- v50 information can now be added to pages in the main namespace. v0.47 information can still be found in the DF2014 namespace. See here for more details on the new versioning policy.
- Use this page to report any issues related to the migration.
|This article is about an older version of DF.|
|This article or section may need to be updated due to recent changes.|
The process of engraving smoothed walls and floors increases their value further, and gives them a quality level. Engravings made with a quality of -Well-crafted- and higher will usually be in reference to previous events. Unlike furniture, engravings won't give passing dwarves happy thoughts. You can examine the contents of an engraving by pressing k->Enter.
Any natural tiles composed of non-
[SOIL] material can be smoothed and then engraved, even slade and the materials that exist in geological layers only as a result of a glitch. Engraved ice is called 'Sculpted Ice'.
You can only engrave smoothed natural floors and walls. The material the tile is composed of has no effect on the process of engraving, but soil tiles cannot be smoothed beforehand and thus cannot be engraved. Once the area has been smoothed, you may designate it to be engraved using d-e. The dwarf must have the Stone Detailing labor active. You cannot engrave constructed floors or walls.
Once a tile is designated, the theme or content of the engraving can be selected using d-D; otherwise it is left to the choice of the engraver performing the job.
Engravings are directional--only the side the engraving dwarf stood on will receive the engraving value bonus. There is no way to engrave more than one side of a single wall tile.
Using only highly-skilled engravers will result in high-quality engravings, and therefore higher room and fortress value. One way to achieve this is to have a limited number of dwarves with the Stone Detailing labour active, smooth large areas of the fortress until the dwarves are experienced and then have those same dwarves engrave.
The content of engravings can either be shown or obscured. If shown, the tile used to draw the engraved wall or floor will represent the content of the engraving (e.g. an engraving of a dog would use the tile 'd'). If obscured, all engravings will display a generic engraved tile similar to smoothed stone. Sticklers for uniformity will likely want to obscure their engravings. There are two ways to toggle engravings:
- d_init.txt has an entry called ENGRAVINGS_START_OBSCURED, which can be set to either YES or NO.
- While playing, one can use the designate menu (d->v) to toggle selected engravings.

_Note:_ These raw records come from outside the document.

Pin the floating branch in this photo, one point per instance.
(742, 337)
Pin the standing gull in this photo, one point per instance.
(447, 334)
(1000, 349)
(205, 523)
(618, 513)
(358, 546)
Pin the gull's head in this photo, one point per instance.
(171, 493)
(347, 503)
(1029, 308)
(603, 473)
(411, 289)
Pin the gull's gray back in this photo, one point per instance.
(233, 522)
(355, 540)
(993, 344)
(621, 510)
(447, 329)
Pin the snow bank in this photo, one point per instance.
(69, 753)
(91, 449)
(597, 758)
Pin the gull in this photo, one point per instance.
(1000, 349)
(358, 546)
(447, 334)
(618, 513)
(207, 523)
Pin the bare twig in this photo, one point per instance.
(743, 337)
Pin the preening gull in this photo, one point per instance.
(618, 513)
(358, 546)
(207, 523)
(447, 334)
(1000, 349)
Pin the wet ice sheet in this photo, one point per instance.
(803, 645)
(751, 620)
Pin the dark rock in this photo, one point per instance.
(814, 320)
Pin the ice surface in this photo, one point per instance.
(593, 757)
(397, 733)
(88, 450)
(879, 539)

Floor engravings of unsatisfactory quality and/or content (e.g. carvings of elephants mauling dwarves) can be removed by designating the carving of minecart Tracks over them. The tracks can then be removed by smoothing the stone, which results in fresh, smooth stone tiles ready for another attempt at engraving. Floor engravings can also be removed by placing and removing a construction or a paved road. Note that this takes much longer than engraving and smoothing over a track. It will also leave behind a floor made of the surrounding layer material, which can undo the work invested in creating non-layer floors, e.g. through obsidian casting or cave-ins.
Floor engravings can also be removed by allowing magma to flow over them, which reverts the tiles to their smooth form. Using either method to erase a masterwork engraving will cause an unhappy thought in the artist who engraved it, as will mining a wall with a masterpiece on it.

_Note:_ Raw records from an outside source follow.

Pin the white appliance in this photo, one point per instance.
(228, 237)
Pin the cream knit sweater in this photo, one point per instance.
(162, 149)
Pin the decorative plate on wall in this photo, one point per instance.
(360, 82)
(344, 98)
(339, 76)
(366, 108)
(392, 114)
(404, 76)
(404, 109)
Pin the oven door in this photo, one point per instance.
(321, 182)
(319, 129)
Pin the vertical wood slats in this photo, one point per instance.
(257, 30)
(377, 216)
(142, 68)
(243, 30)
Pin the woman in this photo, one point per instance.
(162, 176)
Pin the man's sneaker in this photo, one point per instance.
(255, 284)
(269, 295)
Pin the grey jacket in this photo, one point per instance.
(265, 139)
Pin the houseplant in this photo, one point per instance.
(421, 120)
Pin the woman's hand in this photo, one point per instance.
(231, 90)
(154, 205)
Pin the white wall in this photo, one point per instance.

Building and removing constructions or roads will not remove engravings in ice floors. They can be removed by engraving and smoothing track.
Effects on room value
Dwarves never actually look at engravings - they simply take their perceived value into account when evaluating the value of a particular room.
For example, if a picture in a dwarf's bedroom has a "value" of 100☼, then it will make said bedroom worth 100☼ more. If the dwarf likes whatever the picture is depicting, they might decide that it's worth, say, 150☼ to them (and consider the room to be more valuable than another dwarf would). If the dwarf dislikes the picture, though, they might decide that it's worth only 10☼ and subsequently complain that their room is substandard (if they happen to be a noble).

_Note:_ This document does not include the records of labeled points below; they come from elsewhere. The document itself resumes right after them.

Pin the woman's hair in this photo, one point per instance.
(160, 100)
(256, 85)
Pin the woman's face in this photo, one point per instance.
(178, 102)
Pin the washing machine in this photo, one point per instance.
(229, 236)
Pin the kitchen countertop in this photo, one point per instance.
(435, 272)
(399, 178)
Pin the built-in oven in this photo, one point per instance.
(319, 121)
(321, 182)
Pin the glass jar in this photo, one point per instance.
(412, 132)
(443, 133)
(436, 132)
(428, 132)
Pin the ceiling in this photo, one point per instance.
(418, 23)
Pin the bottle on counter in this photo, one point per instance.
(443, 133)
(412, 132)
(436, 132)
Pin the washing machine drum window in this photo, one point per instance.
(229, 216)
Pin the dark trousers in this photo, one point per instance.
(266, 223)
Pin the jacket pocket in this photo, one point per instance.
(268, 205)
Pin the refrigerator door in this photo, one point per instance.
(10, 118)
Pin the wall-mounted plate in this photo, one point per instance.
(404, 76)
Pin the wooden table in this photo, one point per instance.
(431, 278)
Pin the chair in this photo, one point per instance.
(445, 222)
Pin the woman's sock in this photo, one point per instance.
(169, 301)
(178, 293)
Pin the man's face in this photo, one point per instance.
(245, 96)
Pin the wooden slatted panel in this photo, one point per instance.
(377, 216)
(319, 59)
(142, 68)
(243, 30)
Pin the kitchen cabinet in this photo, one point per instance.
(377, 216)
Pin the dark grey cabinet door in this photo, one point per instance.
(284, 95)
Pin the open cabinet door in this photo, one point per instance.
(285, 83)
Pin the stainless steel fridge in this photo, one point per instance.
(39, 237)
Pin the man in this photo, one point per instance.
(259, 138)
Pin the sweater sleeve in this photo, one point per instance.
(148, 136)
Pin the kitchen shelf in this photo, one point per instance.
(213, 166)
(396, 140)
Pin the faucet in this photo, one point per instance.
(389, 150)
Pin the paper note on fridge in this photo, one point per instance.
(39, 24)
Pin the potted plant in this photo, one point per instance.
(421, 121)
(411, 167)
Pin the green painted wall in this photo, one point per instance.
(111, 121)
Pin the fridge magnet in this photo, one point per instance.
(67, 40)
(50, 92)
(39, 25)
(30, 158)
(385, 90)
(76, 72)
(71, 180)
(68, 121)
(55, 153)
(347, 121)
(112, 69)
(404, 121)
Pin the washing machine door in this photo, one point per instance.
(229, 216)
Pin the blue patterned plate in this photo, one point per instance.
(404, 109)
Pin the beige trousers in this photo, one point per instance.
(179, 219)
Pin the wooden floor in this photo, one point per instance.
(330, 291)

The effect on room value in cases of temples and guildhalls is its material value multiplied by its quality grade value multiplier.[Verify]
While the quality rating of engravings on ice walls is shown properly, the quality of engravings on ice floors is not shown when looking at a tile with k, only when hitting enter to inspect the engraving. This gives the false impression that engraved ice floors have no quality levels. In addition, the engravings are described as "engraved on the wall" instead of "on the floor".